13. Peran

980 125 3
                                    

Jangan Lupa vote dan Komen!

.

.

Follow ig author ya wkwk:v

@rahma_rohilatul

.

.

Aku turun dari motor kak Gemy dengan sangat hati-hati. Ini kali pertama aku di antar ke sekolah oleh kak Gemy. Biasanya aku berangkat naik angkutan umum atau ojek online. Aku selalu berangkat seorang diri. Tapi kali ini, aku sangat senang karena Kak Gemy mau mengantarku sebelum dia berangkat ke restaurant.

Aku tau apa yang ada difikiran kak Gemy saat mengantar diriku.

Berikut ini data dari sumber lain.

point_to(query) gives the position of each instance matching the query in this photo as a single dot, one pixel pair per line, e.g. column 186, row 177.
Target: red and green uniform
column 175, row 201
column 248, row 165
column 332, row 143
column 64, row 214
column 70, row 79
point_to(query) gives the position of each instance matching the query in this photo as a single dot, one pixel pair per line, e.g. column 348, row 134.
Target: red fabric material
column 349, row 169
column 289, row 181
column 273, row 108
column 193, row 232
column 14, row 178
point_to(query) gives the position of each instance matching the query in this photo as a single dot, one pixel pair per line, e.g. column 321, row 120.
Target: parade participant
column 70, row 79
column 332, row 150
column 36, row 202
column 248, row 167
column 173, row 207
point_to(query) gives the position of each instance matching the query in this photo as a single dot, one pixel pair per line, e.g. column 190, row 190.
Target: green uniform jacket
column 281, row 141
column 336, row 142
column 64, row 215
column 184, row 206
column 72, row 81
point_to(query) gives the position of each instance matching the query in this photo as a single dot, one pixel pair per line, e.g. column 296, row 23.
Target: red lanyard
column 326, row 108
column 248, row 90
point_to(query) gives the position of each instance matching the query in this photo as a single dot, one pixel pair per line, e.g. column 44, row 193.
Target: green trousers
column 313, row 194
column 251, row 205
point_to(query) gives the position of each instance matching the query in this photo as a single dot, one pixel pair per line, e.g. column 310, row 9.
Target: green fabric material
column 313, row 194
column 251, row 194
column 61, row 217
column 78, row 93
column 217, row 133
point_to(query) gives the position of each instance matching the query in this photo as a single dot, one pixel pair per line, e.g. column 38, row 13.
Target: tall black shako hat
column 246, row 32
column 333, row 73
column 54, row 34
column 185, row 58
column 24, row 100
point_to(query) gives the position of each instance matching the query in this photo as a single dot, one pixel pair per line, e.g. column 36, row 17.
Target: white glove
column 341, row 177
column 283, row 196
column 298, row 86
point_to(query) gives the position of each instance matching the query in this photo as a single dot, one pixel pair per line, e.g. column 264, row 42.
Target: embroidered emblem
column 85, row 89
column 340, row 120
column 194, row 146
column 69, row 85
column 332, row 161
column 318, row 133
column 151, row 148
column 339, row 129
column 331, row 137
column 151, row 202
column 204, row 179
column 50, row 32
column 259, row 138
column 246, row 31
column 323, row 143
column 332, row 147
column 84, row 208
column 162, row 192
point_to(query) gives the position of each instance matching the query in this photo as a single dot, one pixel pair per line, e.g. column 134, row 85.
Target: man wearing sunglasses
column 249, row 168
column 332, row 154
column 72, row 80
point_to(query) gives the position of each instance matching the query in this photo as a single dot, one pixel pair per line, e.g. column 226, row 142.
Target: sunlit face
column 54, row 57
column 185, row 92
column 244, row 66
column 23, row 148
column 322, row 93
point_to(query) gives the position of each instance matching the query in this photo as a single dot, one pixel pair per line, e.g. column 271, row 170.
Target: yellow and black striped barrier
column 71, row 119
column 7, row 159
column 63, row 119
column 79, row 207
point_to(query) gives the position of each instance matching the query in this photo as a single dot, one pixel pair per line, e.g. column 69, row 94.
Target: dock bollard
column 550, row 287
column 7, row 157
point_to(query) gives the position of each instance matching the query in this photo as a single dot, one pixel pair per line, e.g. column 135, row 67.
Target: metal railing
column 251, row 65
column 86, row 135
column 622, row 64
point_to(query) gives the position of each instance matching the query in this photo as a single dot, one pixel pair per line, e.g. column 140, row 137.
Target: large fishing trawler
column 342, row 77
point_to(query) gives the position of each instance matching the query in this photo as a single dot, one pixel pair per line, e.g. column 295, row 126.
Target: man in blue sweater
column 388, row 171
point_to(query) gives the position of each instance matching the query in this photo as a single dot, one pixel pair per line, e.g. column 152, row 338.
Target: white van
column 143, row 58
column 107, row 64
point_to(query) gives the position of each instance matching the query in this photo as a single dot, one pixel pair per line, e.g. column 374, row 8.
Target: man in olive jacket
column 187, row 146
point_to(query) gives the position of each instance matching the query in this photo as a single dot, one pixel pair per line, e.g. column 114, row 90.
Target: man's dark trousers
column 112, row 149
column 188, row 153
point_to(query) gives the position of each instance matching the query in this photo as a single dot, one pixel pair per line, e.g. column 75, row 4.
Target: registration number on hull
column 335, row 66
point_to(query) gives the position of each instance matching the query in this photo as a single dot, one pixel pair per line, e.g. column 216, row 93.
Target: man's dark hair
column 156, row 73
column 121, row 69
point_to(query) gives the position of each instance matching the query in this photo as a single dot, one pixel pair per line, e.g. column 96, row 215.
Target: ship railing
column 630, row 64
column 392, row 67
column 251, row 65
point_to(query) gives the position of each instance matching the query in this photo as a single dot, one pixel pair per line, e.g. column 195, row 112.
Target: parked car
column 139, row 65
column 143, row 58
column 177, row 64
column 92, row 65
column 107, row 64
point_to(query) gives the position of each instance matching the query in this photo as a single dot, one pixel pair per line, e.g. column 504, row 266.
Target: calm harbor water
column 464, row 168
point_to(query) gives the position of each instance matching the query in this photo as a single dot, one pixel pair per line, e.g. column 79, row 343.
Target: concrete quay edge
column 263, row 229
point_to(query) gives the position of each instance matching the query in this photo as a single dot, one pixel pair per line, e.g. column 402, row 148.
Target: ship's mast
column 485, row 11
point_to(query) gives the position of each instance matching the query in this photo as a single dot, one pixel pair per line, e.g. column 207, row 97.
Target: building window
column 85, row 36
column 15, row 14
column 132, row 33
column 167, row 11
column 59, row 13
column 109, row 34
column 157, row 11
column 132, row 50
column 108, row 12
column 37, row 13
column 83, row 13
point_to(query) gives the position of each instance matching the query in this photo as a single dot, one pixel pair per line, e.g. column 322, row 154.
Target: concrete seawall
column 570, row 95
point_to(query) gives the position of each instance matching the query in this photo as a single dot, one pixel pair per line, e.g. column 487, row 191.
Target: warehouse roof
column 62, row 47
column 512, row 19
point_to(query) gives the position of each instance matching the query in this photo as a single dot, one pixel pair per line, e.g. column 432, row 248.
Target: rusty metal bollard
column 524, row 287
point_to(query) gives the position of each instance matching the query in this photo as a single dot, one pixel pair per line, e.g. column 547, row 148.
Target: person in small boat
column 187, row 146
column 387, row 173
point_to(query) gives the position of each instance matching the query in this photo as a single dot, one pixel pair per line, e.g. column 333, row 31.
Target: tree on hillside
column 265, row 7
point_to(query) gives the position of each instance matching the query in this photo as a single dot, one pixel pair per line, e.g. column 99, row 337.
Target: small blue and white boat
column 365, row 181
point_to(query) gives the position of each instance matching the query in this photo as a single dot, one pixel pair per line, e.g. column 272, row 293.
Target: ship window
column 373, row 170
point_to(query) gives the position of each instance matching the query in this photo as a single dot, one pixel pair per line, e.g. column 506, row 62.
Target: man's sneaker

Dia ingin menabung amal seblum ajal menjemputnya. Ia ingin membuatku bahagia sebelum dia benar-benar tiada. Dia berusaha sebaik mungkin untuk melakukan apa yang dari dulu ingin ia lakukan. Satu hal yang tidak aku suka dari fikirannya. Dia berfikir hidupnya tidak lama lagi. Aku tau, itu adalah prediksiku. Sejauh ini, memang belum pernah ada yang salah dari prediksiku. Tapi, harusnya dia optimis kalau prediksiku kali ini salah. Karena aku sendiri tidak mau hal itu terjadi begitu cepat.

"Makasih ya kak." kataku tak henti-hentinya tersenyum.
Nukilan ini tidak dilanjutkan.